Yes, that’s right…the planning and productivity consultant is suggesting that there may be value in choosing not to act. Why?
Let me share an experience from my professional life (stop me if you can relate): I once had a boss with whom I worked very closely on a variety of projects. This boss was a great vision person, and the boss thought I was a great execution person (not really my place to say I am). We had this wonderful style of working where the boss would speak extemporaneously about an idea or vision, I would take notes, and then I would draft a summary document or plan.
Cool! What a fun working relationship, except…this boss was rarely ready to have a summary document completed and checked off a list after the first conversation. My beautiful, immaculate, carefully prepared summaries were often met with lots of re-writing (and in many cases, complete re-creation).
So, I got a little smarter. I still listened and took notes, but I set them aside. The next time we talked, I added to those notes, and perhaps asked if we were still doing certain elements of the original idea that didn’t come up the second time. Repeat that for one or two more discussions. Then I’d hear some magic form of, “why don’t you write all that up and we’ll move forward?” That was how I knew we were done dreaming and ready to act.
So, I named this strategic procrastination. Intentionally putting off taking action until the vision, timing, problem, or opportunity is clearer. (Quick disclaimer: I might not be the first person to name this, but whatever…)

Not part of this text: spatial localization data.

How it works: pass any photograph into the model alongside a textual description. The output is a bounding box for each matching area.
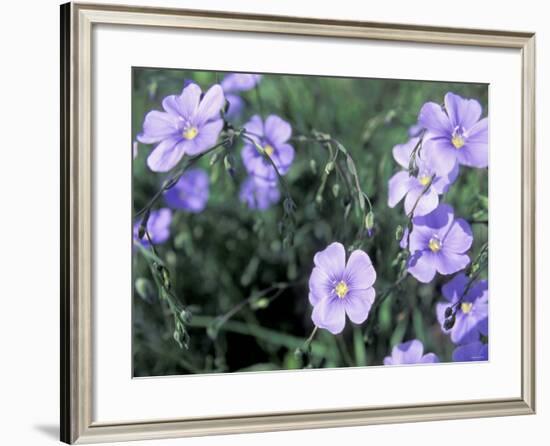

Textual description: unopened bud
[365,211,375,230]
[444,314,456,330]
[395,225,404,241]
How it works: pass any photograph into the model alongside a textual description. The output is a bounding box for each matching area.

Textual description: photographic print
[132,68,489,377]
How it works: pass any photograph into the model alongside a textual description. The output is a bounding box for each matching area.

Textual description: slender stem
[214,281,296,330]
[406,174,435,219]
[337,336,354,367]
[135,137,231,219]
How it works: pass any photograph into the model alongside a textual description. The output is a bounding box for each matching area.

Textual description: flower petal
[194,84,224,126]
[138,111,180,144]
[407,250,437,283]
[388,171,414,208]
[452,341,488,362]
[414,203,454,234]
[313,242,346,281]
[392,339,424,364]
[264,115,292,145]
[308,266,332,305]
[431,161,459,194]
[311,296,346,335]
[176,82,202,119]
[422,138,458,175]
[392,138,419,169]
[442,273,468,303]
[457,118,488,168]
[434,251,470,275]
[450,312,481,344]
[146,136,184,172]
[186,119,223,156]
[443,218,473,254]
[419,353,439,363]
[418,102,452,137]
[244,115,264,142]
[344,288,375,324]
[274,143,295,171]
[404,185,439,217]
[444,92,482,130]
[344,250,376,290]
[224,94,245,118]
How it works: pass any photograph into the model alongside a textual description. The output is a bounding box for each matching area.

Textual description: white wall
[0,0,546,445]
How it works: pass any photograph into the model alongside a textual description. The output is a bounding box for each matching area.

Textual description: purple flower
[164,168,209,213]
[138,83,225,172]
[388,137,458,217]
[419,92,488,174]
[383,339,439,365]
[407,204,473,283]
[436,273,488,344]
[239,176,280,210]
[133,208,172,246]
[308,242,376,335]
[221,73,262,118]
[241,115,295,185]
[452,341,488,362]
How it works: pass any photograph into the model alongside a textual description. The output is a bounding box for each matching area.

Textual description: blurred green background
[132,68,488,376]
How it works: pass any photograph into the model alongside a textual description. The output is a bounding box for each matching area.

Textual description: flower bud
[309,159,317,174]
[444,306,453,318]
[444,314,456,330]
[365,211,375,231]
[395,225,404,241]
[180,309,192,324]
[324,161,334,175]
[332,183,340,198]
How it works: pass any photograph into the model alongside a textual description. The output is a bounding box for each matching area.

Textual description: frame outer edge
[60,2,71,443]
[62,3,537,443]
[521,34,536,413]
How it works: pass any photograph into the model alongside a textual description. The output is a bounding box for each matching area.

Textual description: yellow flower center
[451,134,465,149]
[264,144,274,156]
[183,126,199,140]
[334,281,349,299]
[461,302,473,314]
[428,237,441,252]
[419,175,431,186]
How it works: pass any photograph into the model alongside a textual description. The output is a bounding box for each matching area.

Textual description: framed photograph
[60,2,536,444]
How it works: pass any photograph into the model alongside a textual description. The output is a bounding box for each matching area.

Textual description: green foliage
[132,68,488,376]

I started adopting this in classes, with clients, and even with my own work, ideas, blog posts, Tweets, etc. Think about this in a class based around case studies where students lead discussions. I can sit at the back of the room and the minute they start to stray from the key ideas in the case I can chime in and re-direct them. Good learning will still take place. Or I can let them make mistakes. I can let them miss important details and go down wasteful rabbit trails. Sometimes they find their way back, sometimes they’re shocked at what they missed when I summarize the case at the end. Either way, me sitting back and shutting up until the right strategic moment makes a huge difference in the impact of the actual lesson.
This is an incredibly valuable strategy. Often when the timing doesn’t feel right, it’s a sign not to act. So, wait. When it is time to act, strategic procrastination usually makes it much clearer exactly what to do.